Automated Black Box Generation of Structured Inputs for Use in Software Testing
A common problem in automated software testing is the need to generate many inputs with complex structure in a black-box fashion. For example, a library for manipulating red-black trees may require that inputs are themselves valid red-black trees, meaning anything invalid is not suitable for testing. As another example, in order to test code generation in a compiler, it is necessary to use input programs which are both syntactically valid and well-typed. Despite the importance of this problem, we observe that existing solutions are few in number and have severe drawbacks, including unreasonably slow performance and a lack of generality to testing different systems.

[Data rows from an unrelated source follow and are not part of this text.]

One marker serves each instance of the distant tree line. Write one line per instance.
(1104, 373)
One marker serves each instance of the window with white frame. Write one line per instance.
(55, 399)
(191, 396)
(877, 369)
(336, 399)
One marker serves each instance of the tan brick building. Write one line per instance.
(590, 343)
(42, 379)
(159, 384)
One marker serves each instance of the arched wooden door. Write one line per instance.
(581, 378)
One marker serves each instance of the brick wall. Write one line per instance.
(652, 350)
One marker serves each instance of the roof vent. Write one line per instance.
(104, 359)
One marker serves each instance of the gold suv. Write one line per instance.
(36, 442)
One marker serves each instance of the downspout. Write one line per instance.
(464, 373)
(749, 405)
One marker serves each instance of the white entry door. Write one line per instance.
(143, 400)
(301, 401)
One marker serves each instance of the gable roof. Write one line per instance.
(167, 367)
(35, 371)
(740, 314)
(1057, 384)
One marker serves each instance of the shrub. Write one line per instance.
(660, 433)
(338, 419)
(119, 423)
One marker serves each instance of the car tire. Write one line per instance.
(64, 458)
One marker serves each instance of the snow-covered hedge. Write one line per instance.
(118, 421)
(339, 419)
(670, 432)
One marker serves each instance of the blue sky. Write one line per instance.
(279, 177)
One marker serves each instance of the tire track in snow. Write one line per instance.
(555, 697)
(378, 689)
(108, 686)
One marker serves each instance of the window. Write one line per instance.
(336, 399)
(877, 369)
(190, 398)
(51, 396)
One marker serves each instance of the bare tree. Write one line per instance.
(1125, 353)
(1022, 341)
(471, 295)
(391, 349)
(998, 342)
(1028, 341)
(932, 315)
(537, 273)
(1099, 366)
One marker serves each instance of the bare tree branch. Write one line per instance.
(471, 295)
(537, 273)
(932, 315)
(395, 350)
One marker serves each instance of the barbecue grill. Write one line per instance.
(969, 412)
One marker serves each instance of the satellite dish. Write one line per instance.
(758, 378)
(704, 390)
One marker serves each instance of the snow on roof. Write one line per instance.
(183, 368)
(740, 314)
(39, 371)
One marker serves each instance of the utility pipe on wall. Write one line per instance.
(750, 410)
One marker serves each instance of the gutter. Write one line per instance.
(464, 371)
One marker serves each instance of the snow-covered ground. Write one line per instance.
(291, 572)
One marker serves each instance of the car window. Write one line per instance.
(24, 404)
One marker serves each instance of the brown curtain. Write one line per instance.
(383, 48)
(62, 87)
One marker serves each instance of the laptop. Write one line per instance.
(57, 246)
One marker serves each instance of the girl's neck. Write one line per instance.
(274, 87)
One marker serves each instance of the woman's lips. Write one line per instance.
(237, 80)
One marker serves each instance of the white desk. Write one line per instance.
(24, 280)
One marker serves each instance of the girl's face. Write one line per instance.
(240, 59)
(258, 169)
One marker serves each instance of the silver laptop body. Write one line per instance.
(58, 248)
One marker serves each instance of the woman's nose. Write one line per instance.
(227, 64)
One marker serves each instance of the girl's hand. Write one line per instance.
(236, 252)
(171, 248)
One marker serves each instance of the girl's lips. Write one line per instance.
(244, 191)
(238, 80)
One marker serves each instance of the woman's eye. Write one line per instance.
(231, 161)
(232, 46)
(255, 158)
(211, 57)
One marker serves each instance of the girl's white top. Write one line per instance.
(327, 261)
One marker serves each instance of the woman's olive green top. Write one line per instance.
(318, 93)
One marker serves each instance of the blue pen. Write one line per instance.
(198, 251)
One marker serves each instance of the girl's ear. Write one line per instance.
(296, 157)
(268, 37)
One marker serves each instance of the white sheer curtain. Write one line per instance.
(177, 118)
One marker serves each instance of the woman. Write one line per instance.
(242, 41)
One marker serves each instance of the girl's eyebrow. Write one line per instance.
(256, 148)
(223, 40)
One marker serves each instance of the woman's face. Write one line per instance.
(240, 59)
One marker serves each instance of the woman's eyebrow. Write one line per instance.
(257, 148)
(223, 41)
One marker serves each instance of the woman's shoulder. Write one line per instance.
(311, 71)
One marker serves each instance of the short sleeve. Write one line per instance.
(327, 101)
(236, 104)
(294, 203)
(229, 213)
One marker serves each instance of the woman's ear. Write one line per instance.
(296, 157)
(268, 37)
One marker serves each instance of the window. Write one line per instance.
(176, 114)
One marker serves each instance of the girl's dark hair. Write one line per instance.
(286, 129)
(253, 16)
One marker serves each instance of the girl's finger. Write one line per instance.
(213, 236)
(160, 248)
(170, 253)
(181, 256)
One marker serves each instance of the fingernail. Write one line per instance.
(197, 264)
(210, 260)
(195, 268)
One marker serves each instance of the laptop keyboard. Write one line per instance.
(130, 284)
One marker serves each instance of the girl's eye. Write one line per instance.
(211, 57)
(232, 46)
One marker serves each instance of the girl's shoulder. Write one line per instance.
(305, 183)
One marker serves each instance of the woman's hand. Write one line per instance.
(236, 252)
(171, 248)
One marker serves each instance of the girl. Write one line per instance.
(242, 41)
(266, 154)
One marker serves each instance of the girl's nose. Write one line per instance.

This thesis presents a solution to this problem of black-box structured input generation. I observe that test inputs can be described as solutions to systems of logical constraints, and that more expressive constraints can lead to more complex tests. In order to test effectively and generate many tests, we need high-performance constraint solvers capable of finding many solutions to these constraints. I observe that constraint logic programming (CLP) offers an expressive constraint language paired with a high-performance constraint solver, and thus serves as a potential solution to this problem. Via a series of case studies, I have found that CLP (1) is applicable to testing a wide variety of systems; (2) can scale to more complex constraints than ever previously described; and (3) is often orders of magnitude faster than competing solutions. These case studies have also exposed dozens of bugs in high-profile software, including the Rust compiler and the Z3 SMT solver.